U.S., Canada may partner on space surveillance proposal
MAUI, Hawaii – The U.S. Air Force and Canada are partnering on a proposal for an upcoming space surveillance mission, a senior Defense Department official said Sept. 21.
The Air Force expects to release in October a formal solicitation for its Space Based Space Surveillance (SBSS) follow-on mission to keep tabs on the geosynchronous-orbit belt some 36,000 kilometers above the equator. A fixed-price contract award is expected in late 2017.
One of those proposals is likely to come from a partnership between the Defense Department and Canada. Doug Loverro, the deputy assistant secretary of defense for space policy, said during a question-and-answer session here at the AMOS conference that the Air Force and Canada are assembling a proposal that would allow the United States to stay within the Pentagon’s price requirements of about $400 million but could add further capabilities with contributions from Canada. This could include additional satellites or sensors.
Air Force officials have placed a high priority on the SBSS follow-on system because geosynchronous orbit is home to the Defense Department’s most crucial satellites for missile warning and nuclear command and control. U.S. defense officials say space capabilities and national security satellites are increasingly threatened by Russia and China and therefore merit a watchful eye.
The current SBSS satellite, the Block 10 pathfinder, launched in 2010 and performs its mission from a sun-synchronous, low Earth orbit. It is expected to reach the end of its design life around 2019. When Air Force leaders discussed a follow-on system in 2014, they said the system would likely consist of three satellites, also in low Earth orbit. Then, in 2015, Air Force officials said they were open to a hosted payload approach. Then, in July, the Air Force said it had re-phased the SBSS program and since then Air Force leaders have stressed they are open to any approach that meets their requirements and stays under the $400 million cost threshold.
This is where a joint proposal from the United States and Canada may work.
Canada and the United States previously have worked together on national security space programs. Canada is part of a five-country consortium that invested in the ninth satellite in the Air Force’s Wideband Global Satcom communications system in exchange for access to the WGS system.
In the case of SBSS, U.S. officials have said repeatedly that space situational awareness is not exclusively the domain of the United States and that international partners are key to the success of space surveillance efforts.

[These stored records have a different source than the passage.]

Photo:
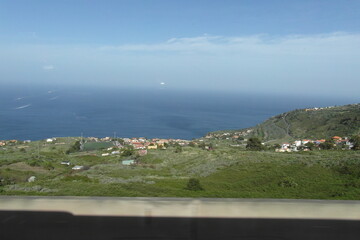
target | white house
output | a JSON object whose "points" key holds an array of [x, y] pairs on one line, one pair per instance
{"points": [[77, 167]]}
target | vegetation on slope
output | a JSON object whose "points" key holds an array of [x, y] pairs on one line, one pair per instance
{"points": [[224, 171]]}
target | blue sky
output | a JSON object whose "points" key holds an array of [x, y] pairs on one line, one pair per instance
{"points": [[303, 47]]}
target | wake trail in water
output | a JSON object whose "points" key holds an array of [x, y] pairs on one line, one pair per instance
{"points": [[25, 106]]}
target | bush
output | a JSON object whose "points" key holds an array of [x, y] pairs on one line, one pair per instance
{"points": [[288, 182], [194, 185], [254, 144]]}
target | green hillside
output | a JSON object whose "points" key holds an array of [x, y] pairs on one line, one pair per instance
{"points": [[308, 123]]}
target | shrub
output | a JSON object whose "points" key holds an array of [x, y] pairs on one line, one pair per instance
{"points": [[288, 182], [194, 185]]}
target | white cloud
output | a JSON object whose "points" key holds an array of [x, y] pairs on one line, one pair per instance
{"points": [[48, 67], [333, 43]]}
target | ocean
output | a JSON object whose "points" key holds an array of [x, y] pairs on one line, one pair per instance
{"points": [[41, 112]]}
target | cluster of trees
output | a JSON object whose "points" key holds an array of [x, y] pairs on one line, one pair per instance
{"points": [[255, 144], [74, 148]]}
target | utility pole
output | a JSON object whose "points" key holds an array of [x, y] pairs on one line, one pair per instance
{"points": [[39, 149]]}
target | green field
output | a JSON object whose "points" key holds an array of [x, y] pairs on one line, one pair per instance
{"points": [[223, 172]]}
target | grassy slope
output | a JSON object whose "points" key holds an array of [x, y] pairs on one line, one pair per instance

During a July 29 industry day, in a formal question-and-answer session posted to the Federal Business Opportunities website, one representative asked the Air Force if the government was “open to international partnerships, such as the Canadians?” The Air Force replied that it was investigating that option.
Further details of the proposal were not immediately available.
Maj. Gen. David Thompson, the vice commander of Air Force Space Command, said Sept. 21 the Air Force was open to solutions that include all orbits and said the Pentagon does not want to appear “prescriptive.” He also said that it is not clear what role, if any, the Air Force’s Operationally Responsive Space office, which is used to develop space capabilities to plug gaps or address emerging military needs, may play in the follow-on mission.
However, the Massachusetts Institute of Technology’s Lincoln Laboratory is building the ORS-5 space surveillance satellite, also known as SensorSat, to scan the geosynchronous-orbit belt from low Earth orbit. That satellite is scheduled to launch on an Orbital ATK Minotaur 4 rocket from Cape Canaveral Air Force Station in late 2017 as bridge between SBSS and any kind of follow-on system.